Forum Moderators: Robert Charlton & goodroi
That's been happening for the last 6 months or so, but not consistently. Occasionally Google will show a number that is reasonably close to accurate. (I'm assuming that's probably an issue of which data center the search is drawn from)
Now, yesterday, prompted by a comment in another thread, I did a site:mysite.com search and it came up with 4515 pages.
Also I've noticed a growing number of URL only listings when I do the site: type searches. Again, the number is not consistent.
When Google returns the 4400+ number of pages, the number of URL only listings is also much larger.
Initially the URL only listings showed up for only bottom level, low traffic pages. Recently the URL only listings began to include higher traffic, higher level pages.
A year or so ago I deleted about 1,100 pages, and made the folders they had been in noindex, nofollow. I needed to keep the folders because of other content (images) that still are in those folders.
I also deleted a couple hundred other pages and replaced them with pages that redirected (meta refreshed actually) to my home page. I've since deleted those couple hundred pages.
Questions
Does anyone have an idea of why Google is showing so many phantom pages?
Am I likely headed for, or currently suffering, a duplicate content penalty?
If so, how do I avoid or recover from it?
Possible solutions I'm considering
Creating a 301 redirect from mysite.com to www.mysite.com.
[I don't know much about 301 redirects so I searched around WW and found this thread
An Introduction to Redirecting URLs on an Apache Server [webmasterworld.com]
by DaveAtIFG. I'm hoping I can understand enough of that to work my way through doing a 301 redirect if that's the best course of action.]
Because the issue seems to be intermittent, I don't know if I actually have to do anything?
I'm hoping for some guidance, suggestions, or ideas on what to do if anything.
>> absolute = http://www.domain.com/page.html
Err, not quite.
/page.html, and anything else that begins with a /, is position-in-site absolute, but starting-domain relative.
../page.html or ../../ is a relative URL.
Anything that includes the full domain name is always fully absolute.
If you link to a folder, always include the trailing / at the end. It is important.
.
I just sorted out a mess where Xenu generated a massive site map for a site, one that was much larger than expected, contained every page duplicated, and loads with a title of "301 Moved". It turns out that although the site uses domain.com as the base in all the internal links, that the host name is configured as www.domain.com, and that many of the internal links did not include a trailing / on folder names. There was a valid .htaccess file directing calls for www.domain.com over to domain.com and it was correctly set up. So, what happens when you link to domain.com/folder is that there is an automatic internal server redirect to www.domain.com/folder/ (remember the host name is set to www.domain.com here) and then the 301 redirect inside the .htaccess file takes over and sends the visitor over to domain.com/folder/ instead. By including the trailing / this could have been avoided. Changing the server host name over to not include the www is also a good idea, but even if that was done, any request for domain.com/folder would still have to have an internal automatic redirect to domain.com/folder/ anyway. So, always include the / on the end to avoid any redirect happening at all.

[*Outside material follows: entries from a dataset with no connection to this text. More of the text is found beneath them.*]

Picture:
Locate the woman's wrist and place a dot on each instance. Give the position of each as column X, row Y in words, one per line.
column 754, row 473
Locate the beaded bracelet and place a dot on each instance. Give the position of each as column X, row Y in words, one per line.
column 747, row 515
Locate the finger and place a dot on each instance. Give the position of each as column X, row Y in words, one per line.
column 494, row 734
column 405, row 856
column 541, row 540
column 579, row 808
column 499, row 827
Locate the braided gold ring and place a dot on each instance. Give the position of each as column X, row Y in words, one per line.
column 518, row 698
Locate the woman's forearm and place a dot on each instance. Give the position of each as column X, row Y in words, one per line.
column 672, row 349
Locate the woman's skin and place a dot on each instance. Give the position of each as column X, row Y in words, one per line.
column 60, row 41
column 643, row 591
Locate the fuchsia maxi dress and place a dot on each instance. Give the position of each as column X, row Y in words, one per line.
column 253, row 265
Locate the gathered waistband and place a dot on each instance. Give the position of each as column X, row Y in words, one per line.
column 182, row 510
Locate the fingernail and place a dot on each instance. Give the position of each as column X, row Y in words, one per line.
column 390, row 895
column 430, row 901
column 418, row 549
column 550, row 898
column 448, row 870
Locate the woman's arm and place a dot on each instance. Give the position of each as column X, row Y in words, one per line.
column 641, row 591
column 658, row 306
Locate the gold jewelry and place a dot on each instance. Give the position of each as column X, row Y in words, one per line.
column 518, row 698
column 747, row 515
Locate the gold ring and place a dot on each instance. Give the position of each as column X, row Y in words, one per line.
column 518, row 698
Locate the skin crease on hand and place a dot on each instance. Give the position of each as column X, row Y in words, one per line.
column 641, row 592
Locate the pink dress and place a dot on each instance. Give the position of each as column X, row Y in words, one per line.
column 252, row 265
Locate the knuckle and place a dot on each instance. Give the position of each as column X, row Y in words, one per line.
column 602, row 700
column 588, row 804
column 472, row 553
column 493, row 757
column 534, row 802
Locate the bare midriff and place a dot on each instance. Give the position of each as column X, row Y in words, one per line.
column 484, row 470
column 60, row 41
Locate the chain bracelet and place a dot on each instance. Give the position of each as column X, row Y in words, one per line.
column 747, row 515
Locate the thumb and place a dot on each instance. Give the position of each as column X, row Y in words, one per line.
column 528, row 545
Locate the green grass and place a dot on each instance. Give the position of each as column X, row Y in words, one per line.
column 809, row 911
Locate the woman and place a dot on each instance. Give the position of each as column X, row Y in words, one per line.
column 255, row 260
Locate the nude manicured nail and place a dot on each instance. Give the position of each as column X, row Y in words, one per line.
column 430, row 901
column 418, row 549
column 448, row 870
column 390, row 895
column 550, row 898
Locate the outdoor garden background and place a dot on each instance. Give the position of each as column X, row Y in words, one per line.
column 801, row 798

Also part of this redirect issue is to make sure that if you link to an index page inside a folder then do NOT include the filename in the link. End with the folder name and a trailing / at the very end.
Why? This confuses me, of course confusing me is easily done). Does a se get confused between ...
.com/index.htm and
.com/folder/index.htm
or .... what?
Link to www.domain.com/folder/ or to /folder/ to avoid that problem ever happening.
.
Make sure the foldername ends in a / to avoid the server having to do a redirect from www.domain.com/folder to www.domain.com/folder/ which may go via domain.com/folder/ if the host name is not the same as the one in, or implied by, your link.
It's a bad link because when you change the technology of your site over to PHP or ASP then all your links will be instantly broken.
Thanks for the quick response. That makes it clearer for me.
[I've just been talking to folks about converting from a static page site to a dynamic. Part of the conversation has been that maybe I should convert only the old part(s) that would most benefit by being dynamic, and leaving the the reast static. So knowing some of the possible problems with conversion could surely help.]
Today it dropped from over 6000 pages this morning to the correct count of 1800 pages this evening.
Hope the site comes back now that the phatoms have fled the index...keeping fingers crossed.